Je peux dire que ma famille a vécu la fin de ce rêve puisque, de toute la génération d’étudiants qui correspond à la génération d’après Oncle Vania, seule ma grand-tante a survécu, et encore ma mère est-elle née en Sibérie, alors que ma grand-mère était en relégation, comme des centaines de milliers d’autres intellectuels, aussi innocents qu’elle…

La présence de Tchekhov pour moi, c’est la présence de la langue perdue, du russe d’avant la Révolution et des valeurs, des espoirs, de la vie qu’il portait. J’entends cette langue comme celle d’avant un séisme et ce séisme y est déjà présent. Tchekhov le perçoit avec une prescience qui serre le cœur. Chaque phrase, banale, on ne peut plus banale (en cela réside son art) contient un gouffre. Mais comment faire sentir en français justement ce qui n’est pas dit, et ce qui ne doit surtout pas être dit ? Un indice, un tout petit indice, donne soudain le sentiment que l’on côtoie un abîme, et cet indice n’est jamais perçu que comme une infime distorsion dans un ensemble.

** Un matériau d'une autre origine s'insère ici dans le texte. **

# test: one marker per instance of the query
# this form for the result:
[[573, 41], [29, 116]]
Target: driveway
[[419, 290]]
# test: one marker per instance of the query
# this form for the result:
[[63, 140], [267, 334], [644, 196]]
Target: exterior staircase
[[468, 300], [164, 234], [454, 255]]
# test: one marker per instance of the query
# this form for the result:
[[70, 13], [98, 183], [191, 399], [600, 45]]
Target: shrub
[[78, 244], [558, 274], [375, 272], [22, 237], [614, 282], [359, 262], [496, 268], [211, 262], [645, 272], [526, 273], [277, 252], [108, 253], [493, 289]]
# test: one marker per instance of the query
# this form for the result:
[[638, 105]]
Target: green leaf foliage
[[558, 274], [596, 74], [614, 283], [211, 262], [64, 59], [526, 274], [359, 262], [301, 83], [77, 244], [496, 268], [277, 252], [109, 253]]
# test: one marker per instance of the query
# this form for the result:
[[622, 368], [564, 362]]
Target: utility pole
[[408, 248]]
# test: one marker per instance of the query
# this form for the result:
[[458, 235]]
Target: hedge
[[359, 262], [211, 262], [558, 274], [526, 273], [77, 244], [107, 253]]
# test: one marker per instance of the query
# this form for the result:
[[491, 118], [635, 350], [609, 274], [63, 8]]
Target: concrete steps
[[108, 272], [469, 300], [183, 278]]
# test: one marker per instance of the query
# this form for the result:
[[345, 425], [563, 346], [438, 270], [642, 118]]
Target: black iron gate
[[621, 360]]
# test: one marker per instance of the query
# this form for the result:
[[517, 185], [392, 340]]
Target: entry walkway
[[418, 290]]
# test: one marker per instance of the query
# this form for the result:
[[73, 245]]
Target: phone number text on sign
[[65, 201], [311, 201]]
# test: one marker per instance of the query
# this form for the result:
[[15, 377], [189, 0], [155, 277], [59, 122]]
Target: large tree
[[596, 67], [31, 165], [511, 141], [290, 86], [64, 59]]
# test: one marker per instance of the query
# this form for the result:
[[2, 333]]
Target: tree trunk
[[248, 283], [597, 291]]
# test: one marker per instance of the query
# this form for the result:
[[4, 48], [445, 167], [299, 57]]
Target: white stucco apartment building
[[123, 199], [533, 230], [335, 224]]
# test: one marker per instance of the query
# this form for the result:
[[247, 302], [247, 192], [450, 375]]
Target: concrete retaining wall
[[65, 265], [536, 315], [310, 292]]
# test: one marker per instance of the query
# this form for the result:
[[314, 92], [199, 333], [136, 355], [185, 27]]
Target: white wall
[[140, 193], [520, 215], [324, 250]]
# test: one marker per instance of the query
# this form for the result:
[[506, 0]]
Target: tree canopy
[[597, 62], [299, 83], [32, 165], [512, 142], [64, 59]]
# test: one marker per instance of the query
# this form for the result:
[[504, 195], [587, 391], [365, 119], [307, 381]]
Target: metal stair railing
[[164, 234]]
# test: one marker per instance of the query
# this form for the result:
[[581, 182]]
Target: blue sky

J’aurais très bien pu traduire tout seul le théâtre de Tchekhov puisque je comprends ce qu’il dit, et que, finalement, on ne me demandait que de donner un équivalent français à des phrases russes. Je sais d’ailleurs que j’aurais apporté à cette traduction quelque chose qui, certainement, jusqu’alors faisait défaut aux traductions françaises, la perception du non-dit, une sorte de relation immédiate à l’arrière-fond du texte. Je n’y ai aucun mérite : par le hasard du sort, ce que je perçois dans ma langue maternelle se traduit dans ma langue paternelle avec une intensité émotive à peu près comparable. Ça ne se traduit pas, ça se transpose. Finalement, j’aurais pu traduire tout le théâtre de Tchekhov en trois ou quatre mois, juste le temps de taper et de relire. C’est d’ailleurs comme ça que j’ai traduitPlatonov, en 1990, quand Georges Lavaudant me l’a demandé — et ma traduction, qui était très défectueuse, a été encensée… Sauf que, par une chance incroyable, lors de la lecture à la table, puis au cours des répétitions, grâce à la présence d’un metteur en scène et de comédiens exceptionnels, j’ai compris que je n’avais rien compris. Et, autre chance incroyable, j’avais, avec Françoise Morvan, qui avait relu cette traduction, quelqu’un qui avait à la fois la même expérience de langue perdue [1], et qui avait ce qui me manquait à l’arrivée : la possibilité de mobiliser immédiatement la présence en soi de plusieurs registres vécus de l’intérieur, des possibilités tellement évidentes qu’elles sont invisibles, et que, bien sûr, on n’y pense pas…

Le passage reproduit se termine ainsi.